Interesting, once again I tested PATCH bundle V9 in the Red Hat lab and
I again see a great improvement of 6 to 8 time faster on a 24 nvme
device server.
Measuring this using dmesg timestamps gets me a shutdown in about 8s
versus 50+ seconds.
The problem with my testing is I don't have all the hardware, For
example, what failed last time on V8 (SOC board) and was reported, is
not covered bu the Red Hat lab testing.'
So for what it is worth.
Tested-by: Laurence Oberman <loberman@redhat.com>


^ permalink raw reply	[flat|nested] 16+ messages in thread

* RE: [PATCH v9 0/4] shut down devices asynchronously
  2024-10-11  4:22 ` [PATCH v9 0/4] shut down devices asynchronously Michael Kelley
  2024-10-11 15:52   ` Laurence Oberman
@ 2024-10-18  3:26   ` Michael Kelley
  2024-10-18  5:49     ` Greg Kroah-Hartman
  1 sibling, 1 reply; 16+ messages in thread
From: Michael Kelley @ 2024-10-18  3:26 UTC (permalink / raw)
  To: Michael Kelley, Stuart Hayes, linux-kernel@vger.kernel.org,
	Greg Kroah-Hartman, Rafael J . Wysocki, Martin Belanger,
	Oliver O'Halloran, Daniel Wagner, Keith Busch, Lukas Wunner,
	David Jeffery, Jeremy Allison, Jens Axboe, Christoph Hellwig,
	Sagi Grimberg, linux-nvme@lists.infradead.org, Nathan Chancellor,
	Jan Kiszka, Bert Karwatzki

From: Michael Kelley <mhklinux@outlook.com> Sent: Thursday, October 10, 2024 9:22 PM
> 
> From: Stuart Hayes <stuart.w.hayes@gmail.com> Sent: Wednesday, October 9, 2024 10:58 AM
> >
> > This adds the ability for the kernel to shutdown devices asynchronously.
> >
> > Only devices with drivers that enable it are shut down asynchronously.
> >
> > This can dramatically reduce system shutdown/reboot time on systems that
> > have multiple devices that take many seconds to shut down (like certain
> > NVMe drives). On one system tested, the shutdown time went from 11 minutes
> > without this patch to 55 seconds with the patch.
> 
> I've been testing this series against a 6.11.0 kernel in an Azure VM, which
> is running as a guest on the Microsoft Hyper-V hypervisor. The VM has 16 vCPUs,
> 128 Gbytes of memory, and two physical NVMe controllers that are mapped
> into the VM so that it can access them directly.
> 
[snip]
> 
> But here's the kicker:  The overall process of shutting down the devices
> took *longer* with the patch set than without.  Here's the same output
> from a 6.11.0 kernel without the patch set:
> 
[snip]
> 
> Any thoughts on what might be causing this?  I haven't gone into the
> details of your algorithms for parallelizing, but is there any extra
> overhead that could be adding to the time? Or maybe this is
> something unique to Hyper-V guests. The overall difference is only
> a few 10's of milliseconds, so not that big of a deal. But maybe it's
> an indicator that something unexpected is happening that we should
> understand.
> 
> I'll keep thinking about the issue and see if I can get any more insight.
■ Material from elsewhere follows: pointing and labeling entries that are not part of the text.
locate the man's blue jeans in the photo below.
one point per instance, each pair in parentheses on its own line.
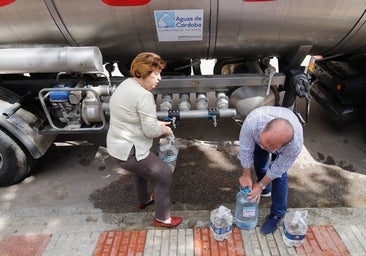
(279,185)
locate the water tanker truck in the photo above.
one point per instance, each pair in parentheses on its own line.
(59,61)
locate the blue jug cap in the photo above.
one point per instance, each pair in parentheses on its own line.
(245,189)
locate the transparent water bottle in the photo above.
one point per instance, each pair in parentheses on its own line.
(246,211)
(294,228)
(221,223)
(168,151)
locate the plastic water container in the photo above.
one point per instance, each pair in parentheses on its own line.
(246,212)
(168,151)
(221,223)
(294,228)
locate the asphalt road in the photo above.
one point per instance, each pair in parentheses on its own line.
(330,172)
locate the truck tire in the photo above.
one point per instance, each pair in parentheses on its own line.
(14,163)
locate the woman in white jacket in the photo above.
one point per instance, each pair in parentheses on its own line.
(133,126)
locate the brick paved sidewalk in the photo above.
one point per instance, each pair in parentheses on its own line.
(320,240)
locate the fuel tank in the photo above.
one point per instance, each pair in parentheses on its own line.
(187,29)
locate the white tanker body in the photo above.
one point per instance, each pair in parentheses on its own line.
(52,54)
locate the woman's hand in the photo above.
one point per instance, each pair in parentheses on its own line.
(166,130)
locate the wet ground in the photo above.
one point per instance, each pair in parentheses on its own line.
(330,172)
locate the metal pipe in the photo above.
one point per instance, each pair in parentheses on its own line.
(230,112)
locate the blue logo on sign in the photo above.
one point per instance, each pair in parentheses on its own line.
(165,19)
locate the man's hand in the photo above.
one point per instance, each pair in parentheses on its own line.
(166,130)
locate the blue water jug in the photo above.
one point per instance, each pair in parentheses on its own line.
(246,212)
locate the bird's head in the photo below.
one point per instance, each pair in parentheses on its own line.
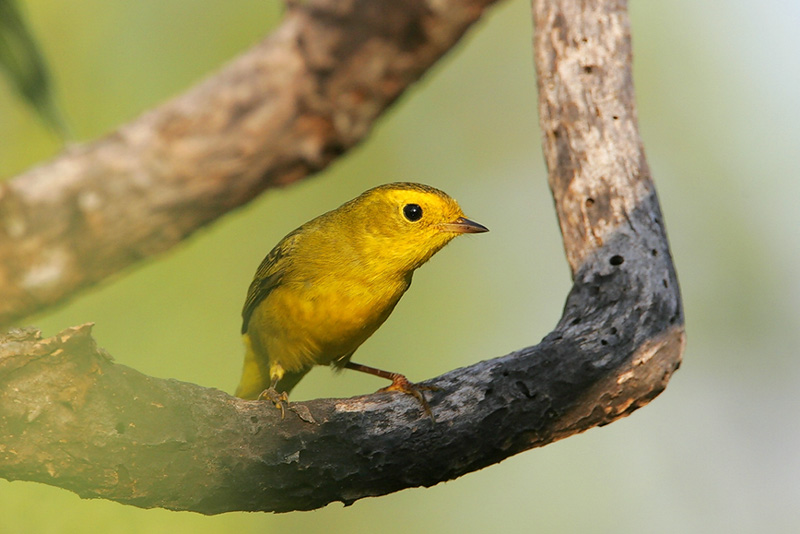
(407,223)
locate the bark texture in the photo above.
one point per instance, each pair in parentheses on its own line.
(71,417)
(279,112)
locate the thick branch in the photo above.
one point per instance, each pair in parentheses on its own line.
(283,110)
(72,418)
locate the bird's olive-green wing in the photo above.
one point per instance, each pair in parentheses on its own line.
(268,276)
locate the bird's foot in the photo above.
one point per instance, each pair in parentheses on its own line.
(403,385)
(280,400)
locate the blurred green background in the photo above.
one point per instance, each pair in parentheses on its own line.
(718,451)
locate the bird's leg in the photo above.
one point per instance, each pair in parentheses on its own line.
(280,400)
(399,383)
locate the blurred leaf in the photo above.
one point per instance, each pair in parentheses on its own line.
(25,65)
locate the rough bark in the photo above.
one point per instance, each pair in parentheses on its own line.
(72,418)
(284,109)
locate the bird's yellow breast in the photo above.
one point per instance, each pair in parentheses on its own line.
(301,323)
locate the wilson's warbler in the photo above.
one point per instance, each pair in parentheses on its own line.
(328,285)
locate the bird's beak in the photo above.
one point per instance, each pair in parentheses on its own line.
(462,225)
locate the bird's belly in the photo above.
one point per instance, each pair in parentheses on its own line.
(304,326)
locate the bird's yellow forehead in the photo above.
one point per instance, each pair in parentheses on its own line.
(434,203)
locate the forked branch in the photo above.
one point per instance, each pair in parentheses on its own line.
(72,418)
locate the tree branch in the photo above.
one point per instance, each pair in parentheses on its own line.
(285,109)
(72,418)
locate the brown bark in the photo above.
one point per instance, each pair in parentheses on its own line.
(279,112)
(70,417)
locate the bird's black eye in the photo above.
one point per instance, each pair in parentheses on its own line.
(412,212)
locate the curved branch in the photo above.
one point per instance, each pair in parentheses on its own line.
(285,109)
(72,418)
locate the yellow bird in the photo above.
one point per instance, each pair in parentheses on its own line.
(328,285)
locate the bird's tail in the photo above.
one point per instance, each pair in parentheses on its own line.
(255,376)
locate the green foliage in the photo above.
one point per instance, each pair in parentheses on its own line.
(25,66)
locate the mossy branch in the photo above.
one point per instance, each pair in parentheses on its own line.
(71,417)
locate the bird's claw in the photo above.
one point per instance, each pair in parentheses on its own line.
(403,385)
(280,400)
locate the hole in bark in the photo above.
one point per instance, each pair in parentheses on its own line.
(523,388)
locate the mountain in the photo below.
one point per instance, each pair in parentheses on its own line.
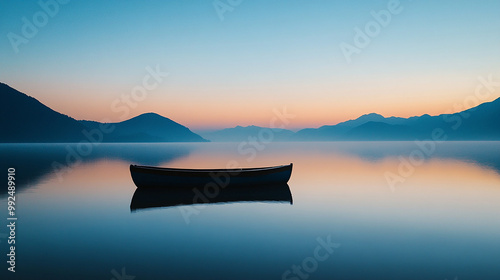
(148,127)
(25,119)
(240,133)
(478,123)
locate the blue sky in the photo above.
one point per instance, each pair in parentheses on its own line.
(264,55)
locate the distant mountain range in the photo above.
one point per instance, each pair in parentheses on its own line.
(478,123)
(240,133)
(25,119)
(148,127)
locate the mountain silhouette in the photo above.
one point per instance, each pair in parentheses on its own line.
(240,133)
(23,119)
(149,127)
(478,123)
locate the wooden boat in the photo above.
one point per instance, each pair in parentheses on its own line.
(157,177)
(168,197)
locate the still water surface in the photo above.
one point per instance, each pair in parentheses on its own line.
(438,220)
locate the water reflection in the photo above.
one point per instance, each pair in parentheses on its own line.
(153,198)
(33,162)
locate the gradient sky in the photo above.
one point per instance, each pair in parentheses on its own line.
(264,55)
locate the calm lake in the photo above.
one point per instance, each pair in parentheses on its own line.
(360,210)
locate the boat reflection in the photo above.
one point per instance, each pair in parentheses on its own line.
(153,198)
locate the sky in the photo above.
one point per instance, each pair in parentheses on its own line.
(239,62)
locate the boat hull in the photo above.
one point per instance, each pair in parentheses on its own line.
(154,177)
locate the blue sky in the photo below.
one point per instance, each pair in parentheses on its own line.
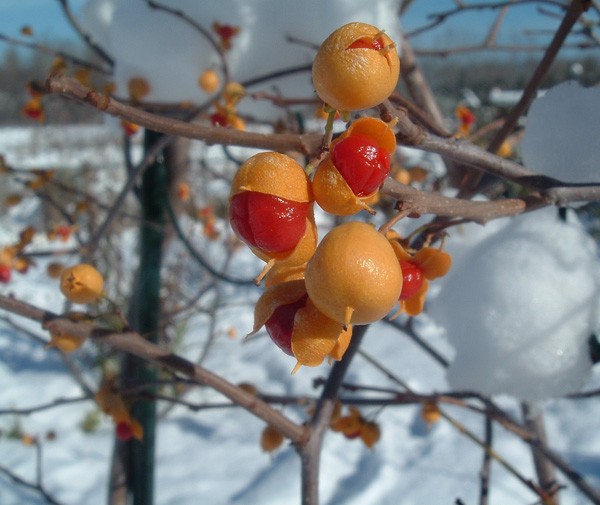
(49,23)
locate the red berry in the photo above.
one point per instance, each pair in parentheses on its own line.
(4,273)
(123,431)
(412,279)
(267,222)
(218,119)
(361,162)
(367,43)
(280,325)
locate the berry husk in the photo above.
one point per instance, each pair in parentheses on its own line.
(351,78)
(274,174)
(354,276)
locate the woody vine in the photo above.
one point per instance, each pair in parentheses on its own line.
(316,304)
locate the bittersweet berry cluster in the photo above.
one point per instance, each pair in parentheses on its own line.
(316,291)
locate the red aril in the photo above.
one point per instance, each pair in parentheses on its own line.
(4,273)
(280,325)
(361,162)
(367,43)
(412,279)
(267,222)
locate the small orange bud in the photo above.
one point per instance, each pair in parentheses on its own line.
(138,88)
(13,199)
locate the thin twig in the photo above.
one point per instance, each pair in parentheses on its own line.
(134,344)
(99,50)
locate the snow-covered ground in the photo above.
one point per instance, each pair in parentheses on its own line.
(213,455)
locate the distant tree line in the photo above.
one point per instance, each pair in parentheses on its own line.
(448,77)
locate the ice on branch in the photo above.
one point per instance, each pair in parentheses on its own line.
(520,307)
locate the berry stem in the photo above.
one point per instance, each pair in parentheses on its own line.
(329,129)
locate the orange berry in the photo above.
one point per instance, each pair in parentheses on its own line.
(347,180)
(430,412)
(274,174)
(209,80)
(370,433)
(81,283)
(356,67)
(296,325)
(354,276)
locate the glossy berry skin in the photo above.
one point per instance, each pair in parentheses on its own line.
(268,222)
(355,68)
(4,273)
(367,43)
(361,162)
(412,279)
(280,325)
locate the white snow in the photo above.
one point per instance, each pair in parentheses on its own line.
(213,455)
(561,134)
(519,308)
(171,54)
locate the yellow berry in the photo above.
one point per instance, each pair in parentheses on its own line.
(354,276)
(356,67)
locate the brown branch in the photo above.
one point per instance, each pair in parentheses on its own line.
(552,191)
(534,422)
(440,17)
(199,28)
(310,452)
(575,9)
(418,87)
(133,343)
(420,202)
(306,143)
(100,51)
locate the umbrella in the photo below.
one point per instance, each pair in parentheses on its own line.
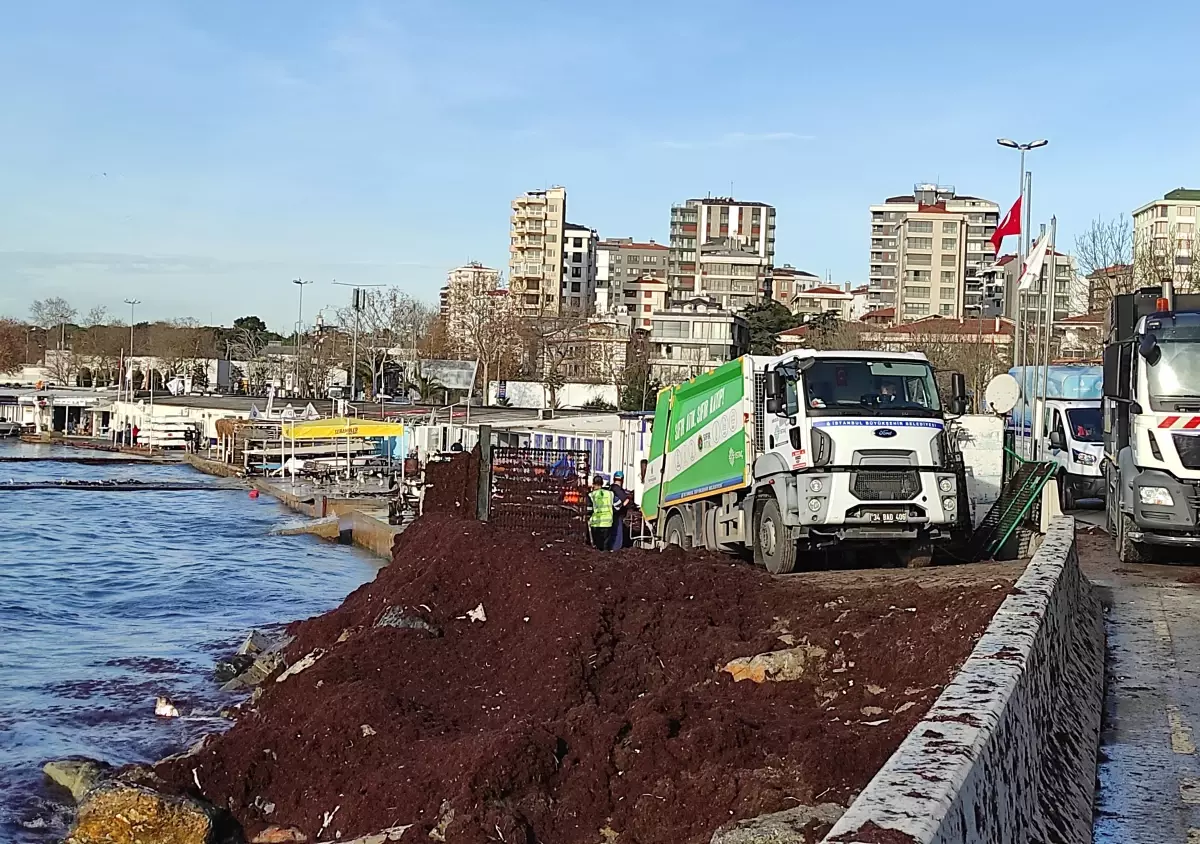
(342,426)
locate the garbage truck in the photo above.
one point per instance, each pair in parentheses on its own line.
(777,455)
(1152,423)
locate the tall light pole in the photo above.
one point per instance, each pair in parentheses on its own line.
(132,304)
(299,327)
(358,297)
(1020,329)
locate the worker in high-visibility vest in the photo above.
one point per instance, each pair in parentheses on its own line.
(600,515)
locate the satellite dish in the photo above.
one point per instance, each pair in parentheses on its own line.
(1002,393)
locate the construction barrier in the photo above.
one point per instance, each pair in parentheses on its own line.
(1008,750)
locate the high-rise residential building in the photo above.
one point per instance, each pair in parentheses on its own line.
(1163,239)
(731,274)
(694,335)
(786,281)
(535,255)
(579,288)
(749,225)
(929,252)
(462,289)
(1069,291)
(624,259)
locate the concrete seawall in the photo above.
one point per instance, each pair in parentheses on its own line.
(1008,750)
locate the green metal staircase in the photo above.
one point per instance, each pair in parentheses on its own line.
(1017,498)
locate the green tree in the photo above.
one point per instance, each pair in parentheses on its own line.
(767,319)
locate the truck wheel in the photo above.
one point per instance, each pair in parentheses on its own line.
(1129,551)
(774,540)
(676,534)
(1066,495)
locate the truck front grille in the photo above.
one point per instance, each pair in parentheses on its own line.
(891,485)
(1188,446)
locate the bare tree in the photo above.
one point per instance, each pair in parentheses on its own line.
(1104,255)
(12,352)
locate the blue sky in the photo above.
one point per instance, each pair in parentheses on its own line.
(199,155)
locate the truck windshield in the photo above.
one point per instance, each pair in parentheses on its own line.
(1175,377)
(834,387)
(1085,425)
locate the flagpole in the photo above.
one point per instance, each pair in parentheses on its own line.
(1051,274)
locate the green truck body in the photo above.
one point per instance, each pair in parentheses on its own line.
(702,440)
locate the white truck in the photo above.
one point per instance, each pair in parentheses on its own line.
(807,450)
(1152,423)
(1071,431)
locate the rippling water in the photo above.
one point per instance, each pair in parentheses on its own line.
(108,599)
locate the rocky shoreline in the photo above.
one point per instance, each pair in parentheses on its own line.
(501,687)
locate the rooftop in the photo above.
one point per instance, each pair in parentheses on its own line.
(973,327)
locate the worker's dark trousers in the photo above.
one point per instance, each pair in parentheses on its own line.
(601,538)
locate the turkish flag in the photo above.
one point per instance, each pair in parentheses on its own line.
(1009,225)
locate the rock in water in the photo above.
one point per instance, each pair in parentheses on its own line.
(129,814)
(77,776)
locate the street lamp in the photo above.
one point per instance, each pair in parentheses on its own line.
(1021,330)
(299,327)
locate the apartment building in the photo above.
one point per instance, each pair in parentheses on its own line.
(823,299)
(641,298)
(463,288)
(535,255)
(786,281)
(579,287)
(693,336)
(624,259)
(730,274)
(929,252)
(750,225)
(1069,291)
(1163,239)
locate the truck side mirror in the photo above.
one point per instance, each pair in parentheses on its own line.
(774,384)
(1147,347)
(959,390)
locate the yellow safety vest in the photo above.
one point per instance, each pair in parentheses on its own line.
(601,508)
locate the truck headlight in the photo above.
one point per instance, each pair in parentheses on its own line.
(1155,495)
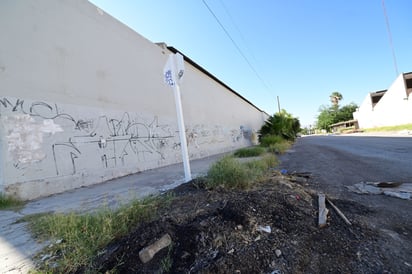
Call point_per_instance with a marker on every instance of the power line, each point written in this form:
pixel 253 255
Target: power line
pixel 390 38
pixel 236 46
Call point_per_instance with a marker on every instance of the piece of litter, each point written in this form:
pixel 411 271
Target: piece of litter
pixel 266 229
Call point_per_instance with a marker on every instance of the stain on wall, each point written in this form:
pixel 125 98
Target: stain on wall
pixel 51 140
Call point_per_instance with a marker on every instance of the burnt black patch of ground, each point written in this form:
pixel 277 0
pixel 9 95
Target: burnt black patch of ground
pixel 220 231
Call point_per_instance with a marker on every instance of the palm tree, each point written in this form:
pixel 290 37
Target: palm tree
pixel 335 97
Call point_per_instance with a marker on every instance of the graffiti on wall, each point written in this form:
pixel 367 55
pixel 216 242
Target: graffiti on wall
pixel 110 140
pixel 40 132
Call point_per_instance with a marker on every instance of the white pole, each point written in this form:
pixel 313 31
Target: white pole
pixel 182 133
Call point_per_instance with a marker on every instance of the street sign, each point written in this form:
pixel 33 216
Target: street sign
pixel 174 69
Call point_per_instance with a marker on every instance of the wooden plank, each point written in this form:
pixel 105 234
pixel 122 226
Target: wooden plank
pixel 340 213
pixel 323 211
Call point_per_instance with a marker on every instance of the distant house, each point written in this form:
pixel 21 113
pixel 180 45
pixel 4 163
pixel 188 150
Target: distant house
pixel 387 107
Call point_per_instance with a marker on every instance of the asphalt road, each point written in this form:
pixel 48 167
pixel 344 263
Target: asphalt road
pixel 339 161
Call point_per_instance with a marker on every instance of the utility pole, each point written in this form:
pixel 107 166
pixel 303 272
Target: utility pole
pixel 278 104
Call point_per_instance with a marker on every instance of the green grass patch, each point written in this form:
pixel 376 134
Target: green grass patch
pixel 279 148
pixel 9 202
pixel 249 152
pixel 230 173
pixel 268 140
pixel 81 237
pixel 389 128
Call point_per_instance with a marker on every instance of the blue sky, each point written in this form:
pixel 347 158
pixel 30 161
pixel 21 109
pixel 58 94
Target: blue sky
pixel 299 50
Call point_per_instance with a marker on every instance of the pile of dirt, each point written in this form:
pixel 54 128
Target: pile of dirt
pixel 272 228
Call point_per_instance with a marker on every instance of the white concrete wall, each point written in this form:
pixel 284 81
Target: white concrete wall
pixel 394 108
pixel 82 100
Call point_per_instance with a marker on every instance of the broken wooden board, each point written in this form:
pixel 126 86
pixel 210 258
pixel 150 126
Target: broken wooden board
pixel 323 211
pixel 340 213
pixel 147 253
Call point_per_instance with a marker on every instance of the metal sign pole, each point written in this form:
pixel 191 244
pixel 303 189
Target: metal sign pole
pixel 182 133
pixel 172 78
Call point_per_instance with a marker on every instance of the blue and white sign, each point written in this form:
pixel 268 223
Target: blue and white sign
pixel 173 69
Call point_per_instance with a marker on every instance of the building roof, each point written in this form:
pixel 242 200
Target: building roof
pixel 193 63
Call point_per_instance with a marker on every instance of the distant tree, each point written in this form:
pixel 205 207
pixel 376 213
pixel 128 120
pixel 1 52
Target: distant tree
pixel 335 98
pixel 281 124
pixel 333 114
pixel 325 118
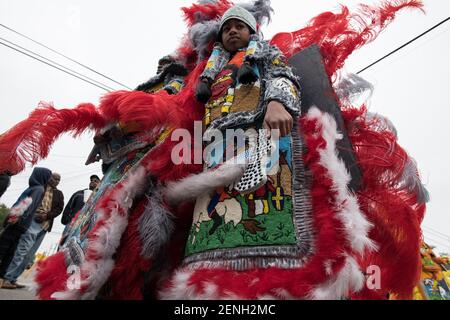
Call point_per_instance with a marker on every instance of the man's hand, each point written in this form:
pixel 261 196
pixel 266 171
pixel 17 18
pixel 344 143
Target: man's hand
pixel 278 118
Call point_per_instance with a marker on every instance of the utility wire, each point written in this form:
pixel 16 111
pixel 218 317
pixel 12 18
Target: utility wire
pixel 62 55
pixel 437 233
pixel 51 65
pixel 55 63
pixel 406 44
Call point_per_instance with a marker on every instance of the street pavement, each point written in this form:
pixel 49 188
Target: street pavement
pixel 19 294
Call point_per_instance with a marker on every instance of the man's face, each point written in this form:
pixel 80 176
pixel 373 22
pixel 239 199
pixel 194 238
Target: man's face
pixel 94 184
pixel 235 35
pixel 54 180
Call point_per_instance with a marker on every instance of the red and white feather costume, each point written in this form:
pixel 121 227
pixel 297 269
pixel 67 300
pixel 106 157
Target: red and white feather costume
pixel 379 225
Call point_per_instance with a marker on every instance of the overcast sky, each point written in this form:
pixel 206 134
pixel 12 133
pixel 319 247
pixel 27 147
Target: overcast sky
pixel 125 39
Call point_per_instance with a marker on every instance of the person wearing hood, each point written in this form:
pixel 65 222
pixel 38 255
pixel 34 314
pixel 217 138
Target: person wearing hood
pixel 5 181
pixel 51 206
pixel 21 216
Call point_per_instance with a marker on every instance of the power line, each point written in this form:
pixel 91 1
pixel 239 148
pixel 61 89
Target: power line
pixel 51 65
pixel 437 242
pixel 437 233
pixel 406 44
pixel 55 63
pixel 62 55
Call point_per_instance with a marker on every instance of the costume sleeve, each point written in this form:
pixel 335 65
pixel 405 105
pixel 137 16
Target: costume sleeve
pixel 175 85
pixel 281 83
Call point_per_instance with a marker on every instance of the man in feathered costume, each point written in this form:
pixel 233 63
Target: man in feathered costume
pixel 343 197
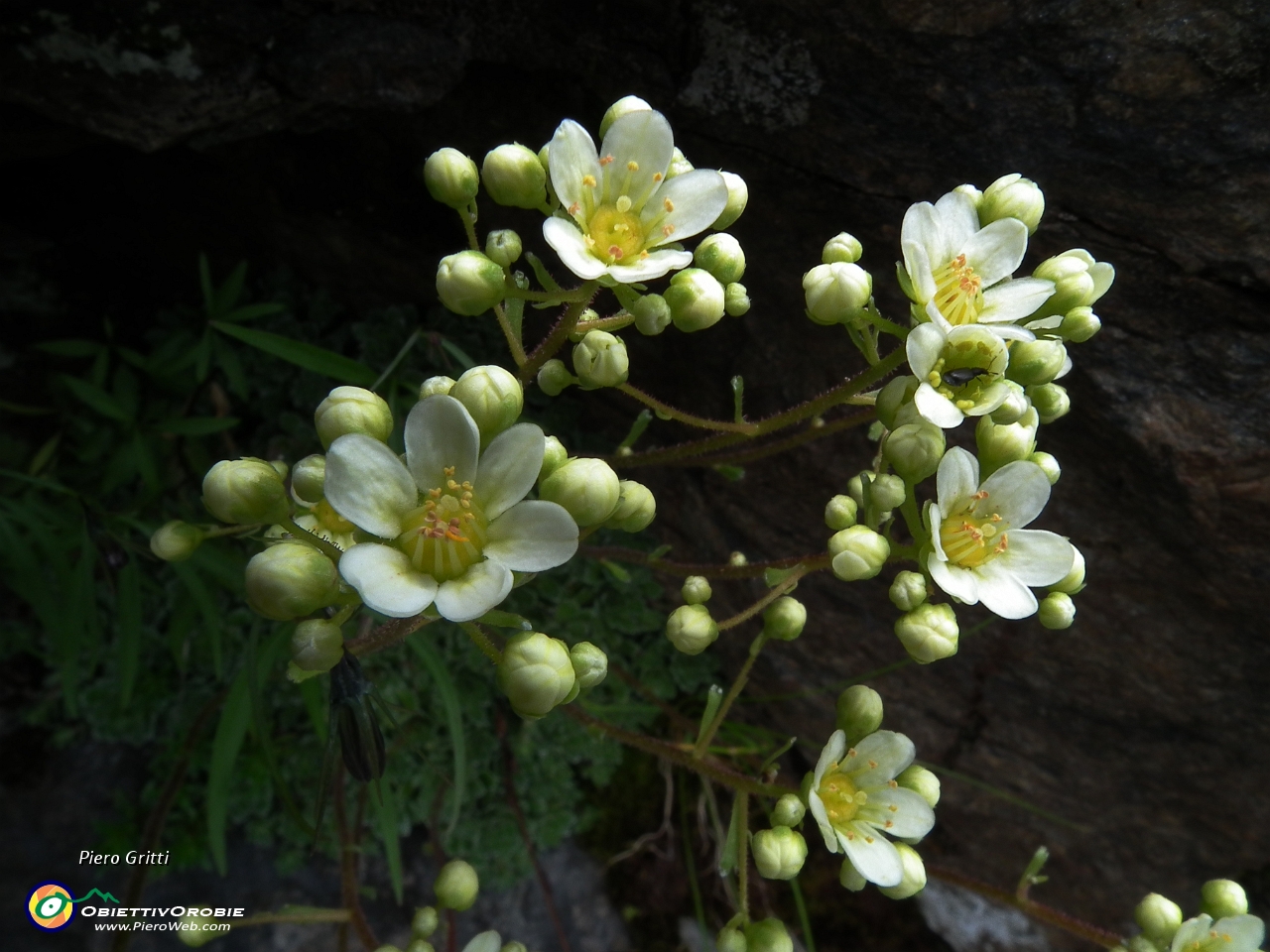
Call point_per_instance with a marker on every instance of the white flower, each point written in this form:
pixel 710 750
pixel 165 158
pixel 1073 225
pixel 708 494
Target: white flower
pixel 453 517
pixel 620 204
pixel 982 551
pixel 961 272
pixel 855 797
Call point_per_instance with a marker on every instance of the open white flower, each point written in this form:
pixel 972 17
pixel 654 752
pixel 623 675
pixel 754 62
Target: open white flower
pixel 962 272
pixel 982 549
pixel 454 520
pixel 855 798
pixel 620 204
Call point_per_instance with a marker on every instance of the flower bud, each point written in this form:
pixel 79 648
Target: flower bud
pixel 243 492
pixel 789 811
pixel 779 853
pixel 503 246
pixel 1012 197
pixel 842 248
pixel 652 315
pixel 784 620
pixel 589 664
pixel 456 887
pixel 1051 402
pixel 588 490
pixel 738 195
pixel 915 451
pixel 721 255
pixel 858 552
pixel 929 633
pixel 451 178
pixel 599 361
pixel 352 411
pixel 922 782
pixel 492 397
pixel 908 590
pixel 691 629
pixel 1159 918
pixel 635 509
pixel 290 580
pixel 470 284
pixel 839 513
pixel 697 299
pixel 1057 611
pixel 913 879
pixel 835 293
pixel 515 177
pixel 176 540
pixel 858 712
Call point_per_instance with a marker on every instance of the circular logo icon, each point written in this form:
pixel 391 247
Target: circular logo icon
pixel 50 906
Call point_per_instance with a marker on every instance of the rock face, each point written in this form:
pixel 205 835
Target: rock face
pixel 291 130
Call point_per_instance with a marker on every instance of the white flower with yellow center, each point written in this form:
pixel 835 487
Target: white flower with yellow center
pixel 620 206
pixel 855 800
pixel 982 549
pixel 453 521
pixel 960 272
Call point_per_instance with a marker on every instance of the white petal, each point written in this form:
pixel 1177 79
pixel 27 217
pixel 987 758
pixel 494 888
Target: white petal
pixel 508 468
pixel 368 485
pixel 385 579
pixel 571 245
pixel 440 433
pixel 997 250
pixel 535 536
pixel 475 592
I've debugged this enough to now know what is happening. I see the
same behavior in two different environments:

1) A Hyper-V VM with 8 vCPUs running on my local laptop. It has
no NVMe devices, so there's no opportunity for parallelism with this
patch set.

2) A Raspberry Pi 5 with 4 CPUs. Linux is running on the bare metal.
It has one NVMe device via the Pi 5 M.2 HAT.

In both cases, the loop in device_shutdown() goes through a lot of
devices:  492 in my Hyper-V VM, and 577 in the Pi 5. With the code
in this patch set, all the devices get added to the async_wq in
kernel/async.c. So async_wq quickly gets heavily populated.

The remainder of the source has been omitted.